Przebrałam się w łazience i lekko pomalowałam. Włosy miałam spięte w  wysokiego koka. Umyłam zęby i zbiegłam na dół. Tam zastałam wszystkich chłopaków (Paul, Jack, Nataniel, Lysander i Kastiel). Jedli kanapki na sofie w salonie. Byli we wczorajszych strojach. Spojrzałam na zegarek na mojej lewej ręce. 10:32! Szybko się wyrobiłam. Dzwonek jest o 11:15, więc mam na tyle czasu by zjeść śniadanie. Poszłam do kuchni i zrobiłam sobie kanapkę z serem. Kocham! Weszłam do salonu. Od razu usłyszałam głośny gwizd.
- No, no! Ślicznie... - powiedział Kastiel uśmiechnięty niczym pedofil.
- Dziękuję - powiedziałam zawstydzona i się uśmiechnęłam.

Znalezione obrazy dla zapytania uśmiech gif

- Ej, nie zawstydzaj mi jej - powiedział uśmiechnięty Jack patrząc na swoją kanapkę z miłością w oczach. Lysander uśmiechnął się do mnie szeroko i zaczął jeść swoją kanapkę. Kiedy oni wszyscy wstali?! Pogadaliśmy chwilę i wyszliśmy do szkoły we czwórkę. Niestety Paul oznajmił, że jedzie w sobotę do siebie. Całą drogę wesoło ze sobą rozmawialiśmy.

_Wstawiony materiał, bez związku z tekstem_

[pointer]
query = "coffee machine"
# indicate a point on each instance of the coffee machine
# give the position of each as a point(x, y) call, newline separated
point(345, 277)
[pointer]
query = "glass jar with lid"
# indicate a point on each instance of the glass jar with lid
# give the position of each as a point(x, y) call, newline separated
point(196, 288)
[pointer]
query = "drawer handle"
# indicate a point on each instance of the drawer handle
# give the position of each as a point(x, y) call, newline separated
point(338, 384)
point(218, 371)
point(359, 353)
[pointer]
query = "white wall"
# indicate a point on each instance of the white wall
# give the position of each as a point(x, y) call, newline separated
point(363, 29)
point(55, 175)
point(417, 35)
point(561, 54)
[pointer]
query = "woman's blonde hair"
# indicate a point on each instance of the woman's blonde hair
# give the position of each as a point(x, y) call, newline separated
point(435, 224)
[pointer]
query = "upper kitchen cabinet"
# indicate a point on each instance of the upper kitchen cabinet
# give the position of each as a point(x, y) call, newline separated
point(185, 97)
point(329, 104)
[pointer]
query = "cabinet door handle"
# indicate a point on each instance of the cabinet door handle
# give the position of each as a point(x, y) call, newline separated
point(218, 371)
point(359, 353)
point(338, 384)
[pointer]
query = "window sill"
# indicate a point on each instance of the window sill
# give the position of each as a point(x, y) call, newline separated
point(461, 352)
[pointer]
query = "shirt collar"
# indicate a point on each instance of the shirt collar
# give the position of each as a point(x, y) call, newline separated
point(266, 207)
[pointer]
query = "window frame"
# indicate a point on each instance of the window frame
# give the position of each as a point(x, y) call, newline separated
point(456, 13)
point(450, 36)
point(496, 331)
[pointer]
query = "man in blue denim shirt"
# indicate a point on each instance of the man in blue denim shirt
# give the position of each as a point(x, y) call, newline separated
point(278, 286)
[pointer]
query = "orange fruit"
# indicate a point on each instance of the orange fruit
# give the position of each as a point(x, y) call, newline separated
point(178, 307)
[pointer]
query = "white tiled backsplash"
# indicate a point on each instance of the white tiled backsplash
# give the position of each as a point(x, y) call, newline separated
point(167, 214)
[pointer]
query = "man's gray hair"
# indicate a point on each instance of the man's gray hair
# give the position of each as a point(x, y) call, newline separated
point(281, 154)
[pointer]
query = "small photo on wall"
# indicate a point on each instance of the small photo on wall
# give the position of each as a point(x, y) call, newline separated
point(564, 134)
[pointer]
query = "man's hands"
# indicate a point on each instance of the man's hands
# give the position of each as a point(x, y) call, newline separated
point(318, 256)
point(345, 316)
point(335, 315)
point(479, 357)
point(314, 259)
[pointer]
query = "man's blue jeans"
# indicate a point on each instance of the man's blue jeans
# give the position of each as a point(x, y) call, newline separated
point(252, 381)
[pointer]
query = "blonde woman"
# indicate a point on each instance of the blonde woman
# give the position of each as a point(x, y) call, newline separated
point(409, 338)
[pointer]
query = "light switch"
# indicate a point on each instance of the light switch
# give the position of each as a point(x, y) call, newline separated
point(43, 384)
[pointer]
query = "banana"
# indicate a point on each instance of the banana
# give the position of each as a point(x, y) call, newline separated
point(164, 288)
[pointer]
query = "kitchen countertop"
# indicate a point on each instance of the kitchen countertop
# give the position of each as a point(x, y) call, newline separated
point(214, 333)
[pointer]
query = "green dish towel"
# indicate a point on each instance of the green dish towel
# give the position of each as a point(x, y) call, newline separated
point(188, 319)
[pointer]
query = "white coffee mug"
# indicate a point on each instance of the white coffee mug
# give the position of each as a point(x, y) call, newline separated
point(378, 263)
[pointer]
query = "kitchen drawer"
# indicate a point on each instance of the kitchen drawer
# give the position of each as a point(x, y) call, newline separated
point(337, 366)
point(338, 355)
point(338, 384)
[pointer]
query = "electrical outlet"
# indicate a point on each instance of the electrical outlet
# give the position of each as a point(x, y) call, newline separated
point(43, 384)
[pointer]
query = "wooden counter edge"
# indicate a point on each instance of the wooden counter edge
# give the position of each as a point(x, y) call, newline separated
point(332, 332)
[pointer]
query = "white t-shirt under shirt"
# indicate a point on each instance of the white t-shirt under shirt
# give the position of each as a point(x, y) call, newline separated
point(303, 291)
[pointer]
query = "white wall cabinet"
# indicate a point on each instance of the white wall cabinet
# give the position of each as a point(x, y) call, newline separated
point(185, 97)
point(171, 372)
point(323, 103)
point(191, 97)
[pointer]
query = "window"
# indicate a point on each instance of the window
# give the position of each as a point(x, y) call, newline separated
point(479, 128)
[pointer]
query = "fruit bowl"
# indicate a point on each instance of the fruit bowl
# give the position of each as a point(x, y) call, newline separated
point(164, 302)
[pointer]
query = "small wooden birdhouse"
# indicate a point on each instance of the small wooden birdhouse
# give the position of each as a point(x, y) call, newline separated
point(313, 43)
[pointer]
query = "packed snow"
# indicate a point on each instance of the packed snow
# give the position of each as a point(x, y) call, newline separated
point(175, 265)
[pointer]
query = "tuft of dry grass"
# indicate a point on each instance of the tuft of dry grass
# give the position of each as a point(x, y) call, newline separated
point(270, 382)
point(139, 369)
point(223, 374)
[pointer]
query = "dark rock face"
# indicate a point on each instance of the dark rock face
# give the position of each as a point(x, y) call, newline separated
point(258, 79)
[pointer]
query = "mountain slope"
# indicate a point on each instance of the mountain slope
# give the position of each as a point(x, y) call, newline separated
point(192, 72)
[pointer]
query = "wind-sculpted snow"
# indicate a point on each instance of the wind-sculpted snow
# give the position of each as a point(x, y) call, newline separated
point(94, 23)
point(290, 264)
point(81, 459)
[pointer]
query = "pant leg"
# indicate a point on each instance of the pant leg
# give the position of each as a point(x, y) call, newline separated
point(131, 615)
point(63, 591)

- Ej, a właściwie to... poznałaś już kogoś z klasy poza nami? - spytał Kastiel
- Eee, tak. Parę osób - powiedziałam po zastanowieniu - bliźniaków, Wojtka - kiedy wypowiadałam to imię, Lysander zrobił kwaśną minę - Patricię - teraz zrobił ją Nataniel - i Olivię - a tym razem Kastiel
- Tylko tyle? A Melania, lub Ken? Widziałem jak się przytulaliście - oznajmił Nataniel
- Znałam ich już wcześniej - to był koniec naszej pogawędki, bo już doszliśmy do szkoły i każdy się udał w swoja stronę, a przynajmniej miałam taki zamiar. Ktoś pociągnął mnie z obu stron ramion i podniósł do góry. Ludzie ja latam! Były to dwie osoby. Nagle rozległ się głośny okrzyk.

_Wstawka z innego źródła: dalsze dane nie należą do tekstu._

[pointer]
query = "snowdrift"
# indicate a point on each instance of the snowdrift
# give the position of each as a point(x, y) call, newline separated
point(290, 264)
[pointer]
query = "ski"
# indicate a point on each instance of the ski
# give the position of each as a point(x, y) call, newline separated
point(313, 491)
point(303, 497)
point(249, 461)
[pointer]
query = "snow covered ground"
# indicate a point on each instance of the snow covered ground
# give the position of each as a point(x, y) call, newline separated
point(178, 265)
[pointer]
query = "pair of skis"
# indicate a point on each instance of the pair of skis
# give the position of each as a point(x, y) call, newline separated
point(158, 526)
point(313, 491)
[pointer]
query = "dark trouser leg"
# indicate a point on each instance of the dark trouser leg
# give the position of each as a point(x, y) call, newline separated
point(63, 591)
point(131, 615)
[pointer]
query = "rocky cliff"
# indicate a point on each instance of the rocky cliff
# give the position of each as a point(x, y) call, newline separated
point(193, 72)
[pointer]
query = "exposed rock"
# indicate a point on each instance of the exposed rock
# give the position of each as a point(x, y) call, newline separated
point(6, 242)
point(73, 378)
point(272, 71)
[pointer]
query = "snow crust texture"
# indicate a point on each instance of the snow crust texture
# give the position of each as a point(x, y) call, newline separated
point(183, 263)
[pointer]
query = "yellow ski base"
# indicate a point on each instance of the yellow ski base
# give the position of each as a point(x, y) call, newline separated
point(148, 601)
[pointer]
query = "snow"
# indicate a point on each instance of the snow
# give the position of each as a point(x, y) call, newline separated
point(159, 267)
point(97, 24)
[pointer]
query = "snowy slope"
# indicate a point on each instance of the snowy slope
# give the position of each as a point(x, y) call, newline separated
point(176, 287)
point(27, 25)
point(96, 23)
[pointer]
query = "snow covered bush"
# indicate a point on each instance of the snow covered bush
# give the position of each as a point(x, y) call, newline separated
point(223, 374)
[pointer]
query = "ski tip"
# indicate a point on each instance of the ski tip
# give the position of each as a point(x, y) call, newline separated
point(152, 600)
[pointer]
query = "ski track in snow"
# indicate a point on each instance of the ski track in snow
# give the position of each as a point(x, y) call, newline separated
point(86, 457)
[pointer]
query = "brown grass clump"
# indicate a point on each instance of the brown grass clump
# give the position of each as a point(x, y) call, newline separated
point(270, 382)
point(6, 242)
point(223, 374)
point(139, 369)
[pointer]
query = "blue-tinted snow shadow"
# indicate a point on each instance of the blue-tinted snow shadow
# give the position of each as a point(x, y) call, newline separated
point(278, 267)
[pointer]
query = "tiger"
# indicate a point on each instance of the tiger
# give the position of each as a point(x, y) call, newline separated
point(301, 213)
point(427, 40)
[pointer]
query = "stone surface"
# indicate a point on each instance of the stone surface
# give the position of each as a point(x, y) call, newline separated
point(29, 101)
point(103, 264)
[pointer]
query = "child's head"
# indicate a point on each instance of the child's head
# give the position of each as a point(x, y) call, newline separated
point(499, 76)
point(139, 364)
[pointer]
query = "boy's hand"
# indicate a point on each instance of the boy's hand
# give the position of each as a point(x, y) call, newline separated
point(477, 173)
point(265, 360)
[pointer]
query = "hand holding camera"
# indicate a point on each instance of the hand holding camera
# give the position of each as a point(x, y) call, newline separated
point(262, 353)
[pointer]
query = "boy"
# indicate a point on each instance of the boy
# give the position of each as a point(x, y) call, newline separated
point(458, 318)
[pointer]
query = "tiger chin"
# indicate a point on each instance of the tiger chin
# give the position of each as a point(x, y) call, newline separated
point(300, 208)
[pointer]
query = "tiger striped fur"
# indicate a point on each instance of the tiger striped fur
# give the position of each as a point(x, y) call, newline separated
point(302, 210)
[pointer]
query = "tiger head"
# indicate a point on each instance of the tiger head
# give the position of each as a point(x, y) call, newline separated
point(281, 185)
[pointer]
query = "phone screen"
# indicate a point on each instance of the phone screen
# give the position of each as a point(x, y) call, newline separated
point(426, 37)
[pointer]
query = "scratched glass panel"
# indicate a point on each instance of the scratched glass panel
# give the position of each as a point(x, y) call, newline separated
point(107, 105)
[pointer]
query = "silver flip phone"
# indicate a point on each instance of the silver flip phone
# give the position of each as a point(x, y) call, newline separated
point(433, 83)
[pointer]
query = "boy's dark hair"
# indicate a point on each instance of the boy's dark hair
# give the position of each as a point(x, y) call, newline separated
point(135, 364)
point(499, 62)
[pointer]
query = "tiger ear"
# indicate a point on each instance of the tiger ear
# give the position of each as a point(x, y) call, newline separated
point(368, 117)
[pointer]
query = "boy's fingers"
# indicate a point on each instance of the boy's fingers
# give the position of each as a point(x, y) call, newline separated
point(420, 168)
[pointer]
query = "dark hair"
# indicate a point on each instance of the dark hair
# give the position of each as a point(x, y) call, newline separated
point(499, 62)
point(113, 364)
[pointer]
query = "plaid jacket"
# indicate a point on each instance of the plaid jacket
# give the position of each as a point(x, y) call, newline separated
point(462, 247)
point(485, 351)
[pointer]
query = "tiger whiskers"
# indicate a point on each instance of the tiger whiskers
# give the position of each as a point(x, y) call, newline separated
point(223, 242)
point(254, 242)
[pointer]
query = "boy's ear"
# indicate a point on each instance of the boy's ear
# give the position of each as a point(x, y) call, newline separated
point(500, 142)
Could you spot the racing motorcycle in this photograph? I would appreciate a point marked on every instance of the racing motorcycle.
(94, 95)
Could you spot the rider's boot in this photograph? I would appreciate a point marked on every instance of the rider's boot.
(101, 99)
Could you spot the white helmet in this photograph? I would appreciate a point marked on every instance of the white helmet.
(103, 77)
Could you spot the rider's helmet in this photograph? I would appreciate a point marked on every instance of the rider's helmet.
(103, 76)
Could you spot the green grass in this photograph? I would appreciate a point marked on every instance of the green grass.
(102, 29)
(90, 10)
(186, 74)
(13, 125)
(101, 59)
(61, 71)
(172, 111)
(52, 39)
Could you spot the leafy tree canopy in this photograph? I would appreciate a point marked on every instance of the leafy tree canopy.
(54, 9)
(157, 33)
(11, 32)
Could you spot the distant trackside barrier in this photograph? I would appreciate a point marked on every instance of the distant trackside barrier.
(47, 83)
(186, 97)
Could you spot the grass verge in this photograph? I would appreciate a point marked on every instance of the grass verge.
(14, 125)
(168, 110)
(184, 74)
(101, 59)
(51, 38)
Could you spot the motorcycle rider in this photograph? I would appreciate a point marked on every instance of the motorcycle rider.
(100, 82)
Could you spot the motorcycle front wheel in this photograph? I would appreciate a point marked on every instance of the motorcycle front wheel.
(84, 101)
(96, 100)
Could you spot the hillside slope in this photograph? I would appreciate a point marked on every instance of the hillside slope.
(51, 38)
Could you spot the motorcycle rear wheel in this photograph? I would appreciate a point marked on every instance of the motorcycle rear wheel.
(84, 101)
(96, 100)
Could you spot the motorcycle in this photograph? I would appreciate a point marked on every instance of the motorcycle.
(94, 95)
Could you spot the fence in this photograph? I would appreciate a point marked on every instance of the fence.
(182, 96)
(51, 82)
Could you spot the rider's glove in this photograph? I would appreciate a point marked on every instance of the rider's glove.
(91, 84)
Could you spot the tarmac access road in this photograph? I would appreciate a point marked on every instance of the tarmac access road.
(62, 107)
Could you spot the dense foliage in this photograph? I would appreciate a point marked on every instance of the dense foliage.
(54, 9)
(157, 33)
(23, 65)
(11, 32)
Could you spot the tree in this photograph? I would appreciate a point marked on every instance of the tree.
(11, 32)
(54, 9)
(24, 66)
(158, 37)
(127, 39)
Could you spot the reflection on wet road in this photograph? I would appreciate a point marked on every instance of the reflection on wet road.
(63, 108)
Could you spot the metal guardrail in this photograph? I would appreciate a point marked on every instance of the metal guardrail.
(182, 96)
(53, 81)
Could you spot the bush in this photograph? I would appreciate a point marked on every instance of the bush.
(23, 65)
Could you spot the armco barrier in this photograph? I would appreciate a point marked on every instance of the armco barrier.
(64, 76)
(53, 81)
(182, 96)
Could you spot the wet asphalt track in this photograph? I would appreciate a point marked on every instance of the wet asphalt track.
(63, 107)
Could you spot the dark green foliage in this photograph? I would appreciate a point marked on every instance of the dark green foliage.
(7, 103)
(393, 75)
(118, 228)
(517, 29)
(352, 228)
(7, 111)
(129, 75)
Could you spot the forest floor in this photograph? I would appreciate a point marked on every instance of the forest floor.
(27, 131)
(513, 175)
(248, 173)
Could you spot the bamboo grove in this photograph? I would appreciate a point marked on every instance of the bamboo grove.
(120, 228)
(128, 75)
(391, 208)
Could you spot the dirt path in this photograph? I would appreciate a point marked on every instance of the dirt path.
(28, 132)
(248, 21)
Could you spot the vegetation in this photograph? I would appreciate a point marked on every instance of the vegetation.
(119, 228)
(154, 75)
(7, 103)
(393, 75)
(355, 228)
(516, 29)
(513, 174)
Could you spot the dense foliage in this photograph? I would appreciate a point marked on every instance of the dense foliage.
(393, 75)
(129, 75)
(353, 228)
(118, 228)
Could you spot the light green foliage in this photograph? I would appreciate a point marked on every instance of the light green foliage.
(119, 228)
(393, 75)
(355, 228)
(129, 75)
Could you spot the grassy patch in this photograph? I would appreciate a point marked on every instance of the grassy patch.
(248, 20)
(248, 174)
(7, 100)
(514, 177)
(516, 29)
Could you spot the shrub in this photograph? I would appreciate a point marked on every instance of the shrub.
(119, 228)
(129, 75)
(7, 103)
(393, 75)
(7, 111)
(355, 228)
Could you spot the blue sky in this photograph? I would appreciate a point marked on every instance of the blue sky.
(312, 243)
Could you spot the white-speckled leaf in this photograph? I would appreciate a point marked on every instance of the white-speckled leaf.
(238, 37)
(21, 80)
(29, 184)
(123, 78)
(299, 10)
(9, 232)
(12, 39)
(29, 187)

- Z drogi śledzie! Armin, Alexy i Harcia jedzie! - krzyknęli razem. Wszyscy patrzyli na to rozbawieni, tylko ta blondyna z przyjaciółkami spoglądały na to z niesmakiem. Wbiegliśmy do sali biologicznej.
- Po co mnie tu...? - nie dokończyłam, bo Armin obrócił mnie w stronę biurka. Była tam cała klasa. No...może prócz Nata, Lysa, Kasa, Kena, blondynki, azjatki i szatynki. Wszyscy dosłownie się na mnie rzucili i zaczęli się przedstawiać.

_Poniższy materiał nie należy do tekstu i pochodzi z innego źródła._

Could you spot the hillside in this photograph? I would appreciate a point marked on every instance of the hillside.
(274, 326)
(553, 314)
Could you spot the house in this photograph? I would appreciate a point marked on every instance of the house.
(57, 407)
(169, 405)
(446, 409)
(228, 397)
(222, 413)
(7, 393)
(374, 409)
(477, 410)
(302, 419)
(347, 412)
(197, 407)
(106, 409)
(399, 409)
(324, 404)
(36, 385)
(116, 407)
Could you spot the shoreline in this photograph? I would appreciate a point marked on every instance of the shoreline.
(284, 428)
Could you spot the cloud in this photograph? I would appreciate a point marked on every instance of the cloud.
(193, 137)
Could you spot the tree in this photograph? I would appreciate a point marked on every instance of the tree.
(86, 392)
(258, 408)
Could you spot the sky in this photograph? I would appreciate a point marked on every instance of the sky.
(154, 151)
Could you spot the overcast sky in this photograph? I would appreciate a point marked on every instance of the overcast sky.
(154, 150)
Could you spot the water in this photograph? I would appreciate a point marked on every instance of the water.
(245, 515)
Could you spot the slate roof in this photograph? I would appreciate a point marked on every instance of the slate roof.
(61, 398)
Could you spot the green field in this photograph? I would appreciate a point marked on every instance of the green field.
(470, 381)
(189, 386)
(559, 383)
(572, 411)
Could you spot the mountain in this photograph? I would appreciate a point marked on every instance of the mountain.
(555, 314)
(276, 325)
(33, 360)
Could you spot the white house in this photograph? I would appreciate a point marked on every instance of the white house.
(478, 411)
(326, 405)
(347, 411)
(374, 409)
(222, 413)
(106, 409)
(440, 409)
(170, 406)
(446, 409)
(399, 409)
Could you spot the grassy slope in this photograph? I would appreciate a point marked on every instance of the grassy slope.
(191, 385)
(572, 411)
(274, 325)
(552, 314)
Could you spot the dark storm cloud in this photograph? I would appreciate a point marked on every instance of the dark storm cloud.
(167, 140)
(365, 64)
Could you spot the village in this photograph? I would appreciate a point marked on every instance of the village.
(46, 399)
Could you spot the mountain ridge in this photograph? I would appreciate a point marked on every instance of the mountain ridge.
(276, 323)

- Siemanko! Jestem Rozalinda!!! - wrzasnęła podekscytowana białowłosa
- Em, chyba Rozalia! - powiedział przygnieciony do ziemi Armin i tarzający się obok ze śmiechu Alexy.
- Stul ryj! - warknęła na niego, na co ten prychnął i zaczął się otrząsać po "traumie", w której trackie leżał na ziemi!
- Hejcia, jestem Violetta - powiedziała cicho fioletowłosa. To chyba "ta" Violcia, o której wspominał Alexy podczas naszego pierwszego spotkania w galerii. Zgadzam się z nim. Faktycznie jest urocza. Uśmiechnęłam się do niej przyjaźnie co odwzajemniła. Nagle Alexy podbiegł do niej i objął ją ramieniem mówiąc "To ta Violcia!" No, nie! Przed chwilą o tym myślałam!
- To nasza Kimcia! - przedstawił czarnoskórą dziewczynę
- Wiesz, że umiem mówić?! - warknęła zirytowana, na co tamten się szeroko usmiechnął
- Tak więc, Kim jestem - powiedziała uśmiechając się łobuzersko i zdjęła swoją czapkę (beret jak wolicie xD) wymachując nią na wszelkie możliwe strony.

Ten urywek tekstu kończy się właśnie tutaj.